Die Fermentation von Mezcal erfolgt meist spontan mit wilden Hefen und Bakterien aus der Umgebung. Sie findet häufig in offenen Holzbehältern, Steintanks oder sogar Tierhäuten statt. Dadurch entstehen Aromen von reifer Frucht, Erde und fermentierter Ananas. Am Gaumen zeigt Mezcal oft ausgeprägte Säure, Struktur sowie herzhafte oder milchsäureartige Noten, die an Joghurt oder überreife Früchte erinnern können. Diese Eigenschaften wirken zunächst ungewohnt, sind aber zentral für die Identität des Mezcals.
Auch die Destillation beeinflusst Aroma, Geschmack und Textur. Tequila wird meist in Edelstahl- oder Kupferbrennblasen destilliert, was Reinheit und Struktur bewahrt. Mezcal wird traditionell in kleinen Kupfer- oder Tonbrennblasen destilliert. Tonbrennblasen tragen besonders zu mineralischen und erdigen Nuancen bei und verleihen der Spirituose eine weichere Textur.
Das Terroir spielt beim Mezcal eine stärkere sensorische Rolle als beim Tequila. Viele für Mezcal verwendete Agaven wachsen wild in bergigen Regionen mit nährstoffarmen Böden, was zu konzentrierten Zuckern und Mineralien führt. Dies zeigt sich in Aromen von nassem Stein, Feuerstein, Ton und Wüstenkräutern sowie in trockenen, mineralisch geprägten Geschmacksnoten. Die für Tequila verwendeten Agaven werden überwiegend in Jalisco kultiviert; auch hier spielt das Terroir eine Rolle, wird jedoch subtiler und gleichmäßiger ausgedrückt.

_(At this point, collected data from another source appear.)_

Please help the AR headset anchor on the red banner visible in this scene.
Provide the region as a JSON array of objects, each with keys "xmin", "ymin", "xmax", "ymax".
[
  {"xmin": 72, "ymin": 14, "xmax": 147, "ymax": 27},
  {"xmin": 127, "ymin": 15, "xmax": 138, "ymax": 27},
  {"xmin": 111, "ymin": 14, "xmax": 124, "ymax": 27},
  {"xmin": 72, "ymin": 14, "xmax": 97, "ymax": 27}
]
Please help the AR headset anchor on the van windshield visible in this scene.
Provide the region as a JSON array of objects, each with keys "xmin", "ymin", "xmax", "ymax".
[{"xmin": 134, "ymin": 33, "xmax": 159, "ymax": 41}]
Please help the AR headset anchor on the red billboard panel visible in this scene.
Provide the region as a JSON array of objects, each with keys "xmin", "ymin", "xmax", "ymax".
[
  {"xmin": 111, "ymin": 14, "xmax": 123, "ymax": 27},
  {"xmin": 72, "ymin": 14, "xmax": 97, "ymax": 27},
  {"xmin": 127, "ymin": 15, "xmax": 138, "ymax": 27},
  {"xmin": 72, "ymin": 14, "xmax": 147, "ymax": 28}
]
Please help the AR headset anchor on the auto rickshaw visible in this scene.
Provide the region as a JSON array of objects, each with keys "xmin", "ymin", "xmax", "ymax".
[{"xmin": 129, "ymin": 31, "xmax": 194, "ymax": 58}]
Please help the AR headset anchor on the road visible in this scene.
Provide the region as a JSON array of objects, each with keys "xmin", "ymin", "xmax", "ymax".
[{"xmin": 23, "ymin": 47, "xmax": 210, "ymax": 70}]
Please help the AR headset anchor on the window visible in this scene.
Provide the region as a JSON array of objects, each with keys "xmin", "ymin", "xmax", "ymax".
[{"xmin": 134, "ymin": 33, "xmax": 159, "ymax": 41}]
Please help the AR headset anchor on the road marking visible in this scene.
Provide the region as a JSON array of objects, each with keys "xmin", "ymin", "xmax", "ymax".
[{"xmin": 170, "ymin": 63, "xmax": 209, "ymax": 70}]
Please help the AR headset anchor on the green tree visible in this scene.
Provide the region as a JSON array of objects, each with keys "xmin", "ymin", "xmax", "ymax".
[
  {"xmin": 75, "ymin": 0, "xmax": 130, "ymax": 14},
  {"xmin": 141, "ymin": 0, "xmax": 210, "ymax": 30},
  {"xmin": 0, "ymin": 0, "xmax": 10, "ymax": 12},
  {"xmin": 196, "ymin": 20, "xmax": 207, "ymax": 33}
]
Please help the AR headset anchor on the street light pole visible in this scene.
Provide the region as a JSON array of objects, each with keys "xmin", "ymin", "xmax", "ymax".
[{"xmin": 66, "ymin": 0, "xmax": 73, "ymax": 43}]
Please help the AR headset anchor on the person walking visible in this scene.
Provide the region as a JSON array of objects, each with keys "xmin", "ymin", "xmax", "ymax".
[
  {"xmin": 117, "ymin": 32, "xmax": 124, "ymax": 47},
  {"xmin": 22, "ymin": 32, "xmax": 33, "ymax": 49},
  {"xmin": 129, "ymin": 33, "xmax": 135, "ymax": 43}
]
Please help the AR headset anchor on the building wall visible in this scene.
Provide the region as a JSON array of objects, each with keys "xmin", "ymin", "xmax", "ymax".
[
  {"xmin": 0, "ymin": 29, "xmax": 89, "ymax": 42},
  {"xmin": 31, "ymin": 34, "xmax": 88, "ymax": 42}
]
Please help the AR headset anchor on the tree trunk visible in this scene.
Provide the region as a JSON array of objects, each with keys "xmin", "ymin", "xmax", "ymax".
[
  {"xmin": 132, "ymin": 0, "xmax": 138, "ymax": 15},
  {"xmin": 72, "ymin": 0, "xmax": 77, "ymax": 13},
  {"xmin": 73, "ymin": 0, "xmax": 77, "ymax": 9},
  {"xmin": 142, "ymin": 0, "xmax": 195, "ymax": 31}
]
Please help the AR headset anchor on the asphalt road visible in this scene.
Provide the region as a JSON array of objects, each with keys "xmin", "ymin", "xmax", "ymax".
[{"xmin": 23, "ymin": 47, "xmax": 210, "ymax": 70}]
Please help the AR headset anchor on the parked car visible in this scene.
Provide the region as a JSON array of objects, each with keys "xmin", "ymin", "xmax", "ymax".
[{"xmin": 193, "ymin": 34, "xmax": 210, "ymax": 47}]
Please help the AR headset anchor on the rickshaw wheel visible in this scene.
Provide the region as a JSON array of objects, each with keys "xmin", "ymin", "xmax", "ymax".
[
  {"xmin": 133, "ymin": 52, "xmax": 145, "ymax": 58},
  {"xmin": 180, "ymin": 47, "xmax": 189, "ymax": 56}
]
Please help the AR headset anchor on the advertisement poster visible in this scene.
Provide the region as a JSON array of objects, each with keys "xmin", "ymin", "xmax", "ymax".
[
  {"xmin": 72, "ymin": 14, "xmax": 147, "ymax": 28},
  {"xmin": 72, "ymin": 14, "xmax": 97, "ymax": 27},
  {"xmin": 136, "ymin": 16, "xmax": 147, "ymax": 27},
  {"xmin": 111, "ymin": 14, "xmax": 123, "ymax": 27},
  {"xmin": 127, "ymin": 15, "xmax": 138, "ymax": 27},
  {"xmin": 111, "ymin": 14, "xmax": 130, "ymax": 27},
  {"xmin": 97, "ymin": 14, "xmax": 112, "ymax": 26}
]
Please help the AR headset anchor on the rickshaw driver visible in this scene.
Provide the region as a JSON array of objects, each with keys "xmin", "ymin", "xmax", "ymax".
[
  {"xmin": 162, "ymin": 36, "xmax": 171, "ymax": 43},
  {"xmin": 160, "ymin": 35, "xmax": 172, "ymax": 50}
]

Zusammengefasst tendiert Tequila zu klaren Aromen und Geschmacksnoten von süßer Agave, Zitrusfrüchten, Kräutern, Pfeffer und – bei Reifung – ausgewogenem Holz. Mezcal bietet ein breiteres und ausdrucksstärkeres sensorisches Spektrum, das Rauch, Erde, Mineralität, fermentationsbedingte Komplexität und ausgeprägte Textur vereint. Tequila spricht mit Klarheit und Eleganz. Mezcal spricht mit Tiefe, Intensität und einem starken Gefühl für Herkunft.